Route information
- Maintained by Brihanmumbai Municipal Corporation
- Length: 4 km (2.5 mi)
- Existed: 2007–present

Major junctions
- West end: Ghatkopar
- East end: Mankhurd

Location
- Country: India
- States: Maharashtra
- Major cities: Mumbai

Highway system
- Roads in India; Expressways; National; State; Asian;

= Jeejabai Bhosle Marg =

Road in eastern Mumbai

Jeejabai Bhosle Marg, the official name of the Ghatkopar-Mankhurd Link Road (GMLR) or the Mankhurd-Ghatkopar Link Road (MGLR), is a road in eastern Mumbai connecting the suburbs of Mankhurd and Ghatkopar. It connects to the Mumbai-Pune Expressway via the Sion Panvel Highway. The road is 4 km long and 200 feet wide. Construction on its main carriageway started in 2005 and it was opened in 2007.

==BRTS==
On 7 September 2012, BEST announced that it would implement a bus rapid transit system (BRTS) with dedicated lanes on the GMLR. Under the project, the GMLR will be widened to 60m and concretised. The project will cost ₹2070.3 million. Existing service roads on each side of the artery will be converted into additional drive lanes, expanding the road to four lanes in each direction. The slip lane will be reserved for BEST buses.

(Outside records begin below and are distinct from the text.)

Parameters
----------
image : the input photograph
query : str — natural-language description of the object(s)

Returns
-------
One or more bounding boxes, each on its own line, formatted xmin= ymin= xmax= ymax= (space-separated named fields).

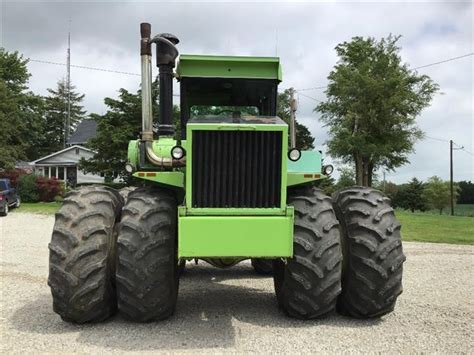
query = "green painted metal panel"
xmin=286 ymin=150 xmax=327 ymax=186
xmin=287 ymin=150 xmax=322 ymax=173
xmin=177 ymin=54 xmax=282 ymax=81
xmin=178 ymin=206 xmax=294 ymax=257
xmin=185 ymin=120 xmax=288 ymax=214
xmin=132 ymin=171 xmax=184 ymax=188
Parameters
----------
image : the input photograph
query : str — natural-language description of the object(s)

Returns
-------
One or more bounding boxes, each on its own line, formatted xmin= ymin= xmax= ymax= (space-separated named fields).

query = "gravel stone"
xmin=1 ymin=213 xmax=473 ymax=353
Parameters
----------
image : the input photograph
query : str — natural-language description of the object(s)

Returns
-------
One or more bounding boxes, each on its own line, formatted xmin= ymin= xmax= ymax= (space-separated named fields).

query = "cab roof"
xmin=176 ymin=54 xmax=282 ymax=82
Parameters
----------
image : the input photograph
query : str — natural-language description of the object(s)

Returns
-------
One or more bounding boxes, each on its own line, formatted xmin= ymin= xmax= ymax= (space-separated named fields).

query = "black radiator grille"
xmin=192 ymin=130 xmax=283 ymax=208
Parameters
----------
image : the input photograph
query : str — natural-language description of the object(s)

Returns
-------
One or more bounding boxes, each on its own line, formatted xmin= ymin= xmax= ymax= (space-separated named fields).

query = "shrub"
xmin=18 ymin=174 xmax=40 ymax=202
xmin=36 ymin=177 xmax=64 ymax=202
xmin=0 ymin=169 xmax=27 ymax=187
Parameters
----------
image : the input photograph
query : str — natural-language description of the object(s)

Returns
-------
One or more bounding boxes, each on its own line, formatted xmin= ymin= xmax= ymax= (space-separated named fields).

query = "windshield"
xmin=190 ymin=105 xmax=259 ymax=118
xmin=0 ymin=181 xmax=7 ymax=191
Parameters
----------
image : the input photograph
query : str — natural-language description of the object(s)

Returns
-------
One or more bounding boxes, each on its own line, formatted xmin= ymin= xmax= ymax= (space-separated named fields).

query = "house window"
xmin=51 ymin=167 xmax=56 ymax=178
xmin=75 ymin=148 xmax=80 ymax=155
xmin=58 ymin=167 xmax=64 ymax=180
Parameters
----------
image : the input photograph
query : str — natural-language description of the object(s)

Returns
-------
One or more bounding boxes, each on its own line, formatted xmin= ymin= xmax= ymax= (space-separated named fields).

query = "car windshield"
xmin=0 ymin=181 xmax=7 ymax=191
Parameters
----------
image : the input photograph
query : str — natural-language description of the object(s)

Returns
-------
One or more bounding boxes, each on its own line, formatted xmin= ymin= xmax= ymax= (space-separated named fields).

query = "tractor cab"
xmin=177 ymin=55 xmax=281 ymax=137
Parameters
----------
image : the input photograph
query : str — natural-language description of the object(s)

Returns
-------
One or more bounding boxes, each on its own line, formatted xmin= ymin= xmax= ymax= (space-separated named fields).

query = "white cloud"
xmin=2 ymin=1 xmax=473 ymax=182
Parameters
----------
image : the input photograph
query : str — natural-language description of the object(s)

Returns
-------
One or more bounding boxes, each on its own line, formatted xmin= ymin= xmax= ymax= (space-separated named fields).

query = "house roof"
xmin=67 ymin=119 xmax=97 ymax=145
xmin=30 ymin=145 xmax=94 ymax=165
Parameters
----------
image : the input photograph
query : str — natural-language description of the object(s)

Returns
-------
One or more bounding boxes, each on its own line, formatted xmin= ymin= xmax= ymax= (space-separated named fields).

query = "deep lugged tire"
xmin=274 ymin=187 xmax=342 ymax=319
xmin=48 ymin=186 xmax=124 ymax=323
xmin=333 ymin=186 xmax=406 ymax=318
xmin=116 ymin=187 xmax=179 ymax=322
xmin=251 ymin=259 xmax=273 ymax=275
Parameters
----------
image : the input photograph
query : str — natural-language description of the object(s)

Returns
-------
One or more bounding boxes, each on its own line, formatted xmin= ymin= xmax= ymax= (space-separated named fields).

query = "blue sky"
xmin=1 ymin=0 xmax=472 ymax=183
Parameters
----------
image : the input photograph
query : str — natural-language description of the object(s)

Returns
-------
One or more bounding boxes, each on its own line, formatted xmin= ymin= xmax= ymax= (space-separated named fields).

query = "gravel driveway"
xmin=1 ymin=213 xmax=473 ymax=353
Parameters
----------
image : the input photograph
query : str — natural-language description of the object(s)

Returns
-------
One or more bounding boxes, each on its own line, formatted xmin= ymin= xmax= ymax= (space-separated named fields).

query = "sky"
xmin=1 ymin=0 xmax=473 ymax=183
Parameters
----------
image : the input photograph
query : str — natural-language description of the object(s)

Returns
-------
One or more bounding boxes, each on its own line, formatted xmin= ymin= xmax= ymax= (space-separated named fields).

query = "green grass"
xmin=12 ymin=202 xmax=62 ymax=215
xmin=10 ymin=202 xmax=474 ymax=245
xmin=423 ymin=204 xmax=474 ymax=217
xmin=396 ymin=210 xmax=474 ymax=245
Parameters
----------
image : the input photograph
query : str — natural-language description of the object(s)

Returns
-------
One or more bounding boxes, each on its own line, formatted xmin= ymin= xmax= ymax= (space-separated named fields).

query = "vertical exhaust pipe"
xmin=139 ymin=23 xmax=184 ymax=168
xmin=140 ymin=23 xmax=153 ymax=142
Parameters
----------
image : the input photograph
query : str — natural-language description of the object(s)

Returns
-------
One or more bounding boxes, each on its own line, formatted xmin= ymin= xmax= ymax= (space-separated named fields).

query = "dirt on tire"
xmin=116 ymin=187 xmax=179 ymax=322
xmin=274 ymin=186 xmax=342 ymax=319
xmin=333 ymin=186 xmax=406 ymax=318
xmin=47 ymin=186 xmax=124 ymax=323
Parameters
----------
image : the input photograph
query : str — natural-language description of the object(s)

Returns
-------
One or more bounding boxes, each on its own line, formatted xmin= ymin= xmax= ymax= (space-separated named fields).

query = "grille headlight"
xmin=171 ymin=146 xmax=185 ymax=160
xmin=288 ymin=148 xmax=301 ymax=162
xmin=125 ymin=163 xmax=134 ymax=173
xmin=323 ymin=164 xmax=334 ymax=175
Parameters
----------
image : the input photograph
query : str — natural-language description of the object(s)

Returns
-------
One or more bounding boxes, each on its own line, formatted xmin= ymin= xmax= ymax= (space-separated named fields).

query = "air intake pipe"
xmin=140 ymin=23 xmax=184 ymax=168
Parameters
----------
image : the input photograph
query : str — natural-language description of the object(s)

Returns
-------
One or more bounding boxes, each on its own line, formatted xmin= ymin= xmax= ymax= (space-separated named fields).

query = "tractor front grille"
xmin=192 ymin=130 xmax=283 ymax=208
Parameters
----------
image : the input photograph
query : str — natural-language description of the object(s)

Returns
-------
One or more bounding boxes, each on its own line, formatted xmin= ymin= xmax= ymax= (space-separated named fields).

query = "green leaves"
xmin=316 ymin=35 xmax=439 ymax=185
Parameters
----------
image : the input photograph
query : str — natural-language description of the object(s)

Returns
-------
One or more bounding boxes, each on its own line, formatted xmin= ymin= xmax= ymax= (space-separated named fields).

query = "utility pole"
xmin=450 ymin=140 xmax=454 ymax=216
xmin=65 ymin=20 xmax=71 ymax=147
xmin=289 ymin=87 xmax=297 ymax=149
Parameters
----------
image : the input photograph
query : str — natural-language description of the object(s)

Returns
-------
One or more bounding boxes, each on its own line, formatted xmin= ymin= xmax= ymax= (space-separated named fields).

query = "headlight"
xmin=125 ymin=163 xmax=134 ymax=173
xmin=323 ymin=164 xmax=334 ymax=175
xmin=171 ymin=146 xmax=185 ymax=160
xmin=288 ymin=148 xmax=301 ymax=162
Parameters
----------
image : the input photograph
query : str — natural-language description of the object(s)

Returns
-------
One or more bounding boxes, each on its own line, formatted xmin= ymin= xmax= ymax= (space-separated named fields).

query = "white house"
xmin=30 ymin=145 xmax=104 ymax=185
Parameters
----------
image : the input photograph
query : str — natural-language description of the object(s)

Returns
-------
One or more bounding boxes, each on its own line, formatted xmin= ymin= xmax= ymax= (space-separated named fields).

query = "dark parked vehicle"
xmin=0 ymin=178 xmax=20 ymax=216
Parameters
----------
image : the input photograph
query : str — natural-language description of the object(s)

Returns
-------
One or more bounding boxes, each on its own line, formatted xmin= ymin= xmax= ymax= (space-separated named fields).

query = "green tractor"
xmin=48 ymin=23 xmax=405 ymax=323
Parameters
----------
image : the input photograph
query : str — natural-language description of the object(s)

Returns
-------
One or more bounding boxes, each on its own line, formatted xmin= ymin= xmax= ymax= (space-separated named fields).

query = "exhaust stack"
xmin=139 ymin=23 xmax=183 ymax=168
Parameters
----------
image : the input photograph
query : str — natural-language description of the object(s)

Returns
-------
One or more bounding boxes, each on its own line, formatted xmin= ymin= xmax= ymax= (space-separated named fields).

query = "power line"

Underneath reinforced concrete road, the BMC will construct lines for electricity, gas, water and telephone. A reinforced concrete wall will be constructed at culverts and bridges after encroachments are removed, so that the embankment of the road and the new reinforced concrete box cell of utility services are protected.
There will also be 2 pedestrian bridges at Bainganwadi Junction and Shivaji Nagar Junction.

Following the opening of the Eastern Freeway in 2013, traffic from Dr Babasaheb Ambedkar Road is shared with the former, and merges with the GMLR near RBK School. GMLR also helps ease traffic on the Sion Panvel Highway.